Sybiha zur Aufhebung der US-Sanktionen gegen drei russische Schiffe: Das ist ein Zeichen von Schwäche

Sybiha zur Aufhebung der US-Sanktionen gegen drei russische Schiffe: Das ist ein Zeichen von Schwäche

Ukrinform Nachrichten
Selbst eine teilweise Lockerung der Sanktionen durch die USA untergräbt den Druck auf Russland, der nicht nachgelassen, sondern gemeinsam mit den Partnern verstärkt werden muss.

Das erklärte heute Außenminister Andrij Sybiha auf einer mit seiner irischen Amtskollegin Helen McEntee gemeinsamen Pressekonferenz in Kyjiw, berichtet ein Korrespondent von Ukrinform.

„Die Position der Ukraine bleibt unverändert: Um echte Fortschritte in den Friedensbemühungen zu erzielen, muss der Druck aufrechterhalten und erhöht werden. Daher ist jede Lockerung (der Sanktionen – Anm. d. Red.) ein Zeichen von Schwäche“, sagte Sybiha auf die Frage nach der Streichung der drei unter russischer Flagge fahrenden Schiffe von der Sanktionsliste durch das US-Finanzministerium.

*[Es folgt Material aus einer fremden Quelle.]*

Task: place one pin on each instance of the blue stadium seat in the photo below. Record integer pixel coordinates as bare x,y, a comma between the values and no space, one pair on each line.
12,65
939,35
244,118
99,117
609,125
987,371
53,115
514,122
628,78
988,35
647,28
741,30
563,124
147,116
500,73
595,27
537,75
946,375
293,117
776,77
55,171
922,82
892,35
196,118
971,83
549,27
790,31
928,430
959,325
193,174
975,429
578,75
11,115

Laut dem ukrainischen Minister dürfe man sich keine Illusionen über Russland machen, das versuche, „mit all diesen Verhandlungen und Treffen zu spielen“. Daher müsse man die positive Wahrnehmung der Russischen Föderation loswerden und von einer realistischen, harten Einschätzung des Vorgehens Moskaus ausgehen, betonte Sybiha.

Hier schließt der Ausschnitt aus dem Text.